# Pen blank making



## Geophyrd (Sep 7, 2010)

I've been turning pens for most of a year now, just recently found this forum.  Now I read it pretty avidly.

I've probably turned 100 pens or so, with varied kits and I've gotten a little bored with the standard kits I've been making using standard blanks purchased.  What I want to do is make blanks with more complexity so they turn out lovely.  For example, I've discovered if you use the wood sticks in the oil pots used to scent a house, they turn beautifully and leave a nice scent on a pen.


To do this, I've been using all kinds of things in my turnings and want to get some ideas on materials.  What do people turn with, besides the obvious wood, acrylic, plastic?  I've got some ideas, like using aluminum foil as an inlay border, but I'm pretty sure people have tried lots of things.  Can we share them?

Last question, I've seen some amazing accents but the one that intrigues me most came from the Gisi Brothers...they have metal accents that look like little metal dots.  Anyone know how they do this?


----------



## BRobbins629 (Sep 7, 2010)

Just about any material you can think of can be made in to a pen, either by casting around it or just turning it.  Some have used aluminum, paper, guitar pick guard material, shell, polymer clay, brass, feathers, coffee, pasta, clothing, labels, animal skin, antler just to name a few.  Spend some time in the photo section and if you look long enough, you will see just about everything you could imagine and more.

As for the dots, The Gisis are certainly one of the best.  The dots can be made using an index wheel on the lathe and mounting a dremel tool or the like on a platform or of you have a metal lathe in the tool rest.  At each stopping point on the index wheel or wherever you want, drill a small hole into the blank, fill with silver wire and file/sand down.  You have to select woods and other materials carefully so as not to get silver dust in the wood.


----------



## soligen (Sep 7, 2010)

I tried aluminum foil - its a bit thin to show up.  On some wood parings you can just see it, but on others it disappears.  Something a little thicker I think woul dbe better.  I havent tried it yet, but some have used soda cans for aluminium - be sure to sand off the coating.


----------



## Geophyrd (Sep 29, 2010)

soligen said:


> I tried aluminum foil - its a bit thin to show up. On some wood parings you can just see it, but on others it disappears. Something a little thicker I think woul dbe better. I havent tried it yet, but some have used soda cans for aluminium - be sure to sand off the coating.


 

Soligen,  I did the soda can thing.  I used some fairly transluscent acrylic but didn't sand off all the patterning from the can and it still didn't show up.

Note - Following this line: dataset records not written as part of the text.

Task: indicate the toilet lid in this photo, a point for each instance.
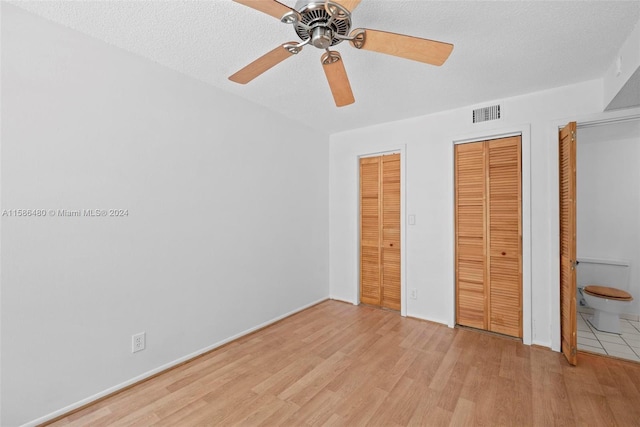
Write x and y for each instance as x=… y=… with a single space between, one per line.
x=605 y=292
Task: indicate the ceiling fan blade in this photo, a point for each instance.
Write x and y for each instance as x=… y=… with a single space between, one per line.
x=337 y=78
x=270 y=7
x=260 y=65
x=348 y=4
x=409 y=47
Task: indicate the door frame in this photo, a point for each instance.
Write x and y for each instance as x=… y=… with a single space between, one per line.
x=403 y=229
x=524 y=131
x=554 y=207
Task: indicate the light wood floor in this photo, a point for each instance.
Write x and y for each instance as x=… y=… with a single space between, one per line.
x=337 y=364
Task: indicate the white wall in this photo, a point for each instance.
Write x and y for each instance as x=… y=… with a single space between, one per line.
x=608 y=198
x=429 y=196
x=227 y=226
x=620 y=71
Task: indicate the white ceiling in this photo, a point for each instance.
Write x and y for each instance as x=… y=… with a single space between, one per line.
x=502 y=48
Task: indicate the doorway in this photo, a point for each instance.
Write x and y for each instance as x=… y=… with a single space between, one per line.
x=600 y=239
x=380 y=234
x=488 y=236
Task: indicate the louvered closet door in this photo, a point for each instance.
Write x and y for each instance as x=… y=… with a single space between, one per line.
x=504 y=236
x=380 y=231
x=488 y=235
x=470 y=230
x=391 y=231
x=370 y=274
x=568 y=326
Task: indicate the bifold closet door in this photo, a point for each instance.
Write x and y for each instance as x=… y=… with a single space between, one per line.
x=471 y=249
x=504 y=233
x=488 y=235
x=380 y=231
x=567 y=172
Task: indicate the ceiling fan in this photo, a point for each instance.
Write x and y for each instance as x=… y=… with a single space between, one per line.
x=326 y=23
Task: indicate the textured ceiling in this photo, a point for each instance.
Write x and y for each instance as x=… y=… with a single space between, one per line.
x=501 y=49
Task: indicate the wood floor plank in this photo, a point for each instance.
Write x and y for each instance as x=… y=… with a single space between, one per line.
x=341 y=365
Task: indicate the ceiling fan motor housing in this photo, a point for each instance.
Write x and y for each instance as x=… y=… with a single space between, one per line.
x=317 y=24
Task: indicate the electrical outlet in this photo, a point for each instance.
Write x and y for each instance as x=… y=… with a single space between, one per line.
x=138 y=342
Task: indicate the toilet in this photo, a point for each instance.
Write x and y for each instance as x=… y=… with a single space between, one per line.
x=608 y=303
x=602 y=284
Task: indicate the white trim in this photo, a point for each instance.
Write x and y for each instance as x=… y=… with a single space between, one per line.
x=486 y=138
x=162 y=368
x=403 y=229
x=619 y=262
x=554 y=208
x=524 y=131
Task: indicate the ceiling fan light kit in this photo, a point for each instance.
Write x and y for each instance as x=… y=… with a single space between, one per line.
x=324 y=24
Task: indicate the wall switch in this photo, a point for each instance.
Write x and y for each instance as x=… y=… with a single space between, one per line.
x=138 y=342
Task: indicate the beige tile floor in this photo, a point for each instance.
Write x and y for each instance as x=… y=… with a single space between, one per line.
x=625 y=345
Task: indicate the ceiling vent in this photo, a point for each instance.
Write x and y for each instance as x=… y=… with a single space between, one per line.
x=487 y=113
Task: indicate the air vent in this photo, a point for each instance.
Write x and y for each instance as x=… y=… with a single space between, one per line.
x=485 y=114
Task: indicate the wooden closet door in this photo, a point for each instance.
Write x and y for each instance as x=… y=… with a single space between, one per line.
x=380 y=231
x=568 y=321
x=504 y=236
x=370 y=259
x=488 y=235
x=391 y=231
x=470 y=230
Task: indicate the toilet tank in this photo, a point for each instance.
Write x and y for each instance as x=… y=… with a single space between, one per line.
x=612 y=273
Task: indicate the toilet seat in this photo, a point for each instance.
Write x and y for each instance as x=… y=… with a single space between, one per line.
x=609 y=293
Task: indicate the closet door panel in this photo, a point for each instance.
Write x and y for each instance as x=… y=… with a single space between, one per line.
x=391 y=231
x=504 y=236
x=470 y=230
x=370 y=277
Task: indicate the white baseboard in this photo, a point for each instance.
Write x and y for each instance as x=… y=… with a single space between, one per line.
x=161 y=368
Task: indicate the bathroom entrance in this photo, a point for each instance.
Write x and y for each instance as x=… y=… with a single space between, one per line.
x=600 y=238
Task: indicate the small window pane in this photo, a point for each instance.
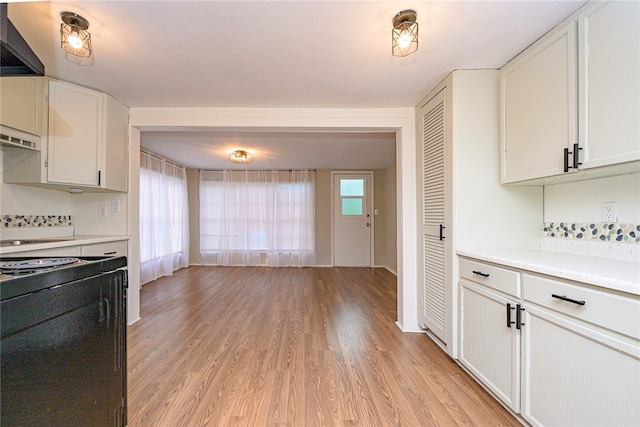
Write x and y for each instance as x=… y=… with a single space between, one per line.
x=352 y=187
x=351 y=206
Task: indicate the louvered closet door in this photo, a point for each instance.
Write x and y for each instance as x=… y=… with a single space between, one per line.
x=431 y=284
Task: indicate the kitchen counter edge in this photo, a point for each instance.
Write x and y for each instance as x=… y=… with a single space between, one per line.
x=623 y=276
x=77 y=241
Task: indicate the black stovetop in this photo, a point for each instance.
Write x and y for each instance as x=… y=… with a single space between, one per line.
x=16 y=282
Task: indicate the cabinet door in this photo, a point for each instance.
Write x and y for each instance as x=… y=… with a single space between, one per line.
x=575 y=376
x=609 y=83
x=75 y=135
x=539 y=108
x=488 y=346
x=432 y=213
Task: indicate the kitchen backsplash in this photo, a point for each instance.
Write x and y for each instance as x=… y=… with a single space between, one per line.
x=602 y=232
x=26 y=221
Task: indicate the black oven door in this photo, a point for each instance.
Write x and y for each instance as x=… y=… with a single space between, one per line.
x=63 y=354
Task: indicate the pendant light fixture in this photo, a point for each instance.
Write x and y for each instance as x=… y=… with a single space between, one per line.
x=240 y=157
x=404 y=36
x=74 y=37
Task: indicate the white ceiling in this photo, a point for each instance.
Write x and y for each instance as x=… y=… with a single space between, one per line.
x=278 y=54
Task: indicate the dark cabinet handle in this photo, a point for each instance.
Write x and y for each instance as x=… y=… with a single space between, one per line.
x=480 y=273
x=575 y=160
x=519 y=311
x=509 y=321
x=576 y=156
x=564 y=298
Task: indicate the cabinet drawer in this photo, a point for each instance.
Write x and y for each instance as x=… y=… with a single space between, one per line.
x=611 y=311
x=492 y=276
x=118 y=248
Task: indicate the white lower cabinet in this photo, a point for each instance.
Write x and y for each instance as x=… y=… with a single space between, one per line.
x=490 y=348
x=575 y=376
x=118 y=248
x=560 y=353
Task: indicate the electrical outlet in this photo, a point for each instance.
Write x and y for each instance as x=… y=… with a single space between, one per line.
x=610 y=212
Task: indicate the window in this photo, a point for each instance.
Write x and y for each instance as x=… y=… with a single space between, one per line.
x=164 y=217
x=257 y=217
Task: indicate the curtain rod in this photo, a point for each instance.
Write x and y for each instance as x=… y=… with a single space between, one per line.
x=159 y=157
x=257 y=170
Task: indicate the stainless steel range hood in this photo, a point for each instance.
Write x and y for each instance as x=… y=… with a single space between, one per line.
x=17 y=58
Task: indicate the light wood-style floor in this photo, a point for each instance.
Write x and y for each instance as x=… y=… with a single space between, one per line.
x=256 y=346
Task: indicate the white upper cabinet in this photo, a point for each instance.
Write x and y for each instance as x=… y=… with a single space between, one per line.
x=21 y=103
x=85 y=142
x=609 y=44
x=571 y=102
x=75 y=135
x=538 y=107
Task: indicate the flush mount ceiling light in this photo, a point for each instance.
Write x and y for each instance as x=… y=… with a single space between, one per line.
x=240 y=157
x=74 y=37
x=404 y=36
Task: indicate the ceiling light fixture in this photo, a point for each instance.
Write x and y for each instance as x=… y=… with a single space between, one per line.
x=240 y=157
x=74 y=37
x=404 y=36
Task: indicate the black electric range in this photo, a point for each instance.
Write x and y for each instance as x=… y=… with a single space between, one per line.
x=22 y=275
x=63 y=333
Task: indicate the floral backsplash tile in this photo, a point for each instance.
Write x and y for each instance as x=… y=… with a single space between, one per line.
x=25 y=221
x=603 y=231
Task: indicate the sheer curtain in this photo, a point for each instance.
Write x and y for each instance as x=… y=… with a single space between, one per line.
x=164 y=217
x=257 y=218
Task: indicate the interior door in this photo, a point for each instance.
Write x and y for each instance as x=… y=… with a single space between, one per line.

What did happen though was that the blanks kept breaking when I drilled them.  I think that on longer blanks when drilling, you can get some pretty strong tidal stresses going on.  It happened 3/3 times.  I simply drilled the parts, inserted the pen tubes and glued them together around the tube.  They turned beautifully and I had no problem.  Thanks for the suggestion!


----------



## ed4copies (Sep 29, 2010)

Geophyrd said:


> soligen said:
> 
> 
> > I tried aluminum foil - its a bit thin to show up. On some wood parings you can just see it, but on others it disappears. Something a little thicker I think woul dbe better. I havent tried it yet, but some have used soda cans for aluminium - be sure to sand off the coating.
> ...



You were using the wrong adhesive--this has been done successfully.


----------



## gr8danish (Sep 29, 2010)

+1 ... Try using a good quality epoxy, and make sure to scuff the metal really well so that the glue has something to bond to. I mix wood, plastic and metals together all the time.


----------



## hewunch (Sep 29, 2010)

I use Thick CA for nearly all my segments. Drilling, I drill slow, easy and with a twist bit. I have seen bradpoints blow more blanks than I care to admit.


----------



## Geophyrd (Sep 30, 2010)

Interesting...I've been using thick CA for my blank making.  Will try with epoxy...


----------



## ed4copies (Sep 30, 2010)

Turning blanks with metal imbedded CAN be an art, more than a science.

I was fortunate enough to turn some of Eagle's metal blanks (against my better judgement--I was afraid I would blow them up).  The technique involved stopping regularly and reinforcing the blank with thin CA "dowsing".

So, you MAY have the right idea for MAKING the blank, just not enough patience in the turning.  I also had several "tricks" to turning those blanks, but why bore you with  all that history.

PM me if you want more specifics.


----------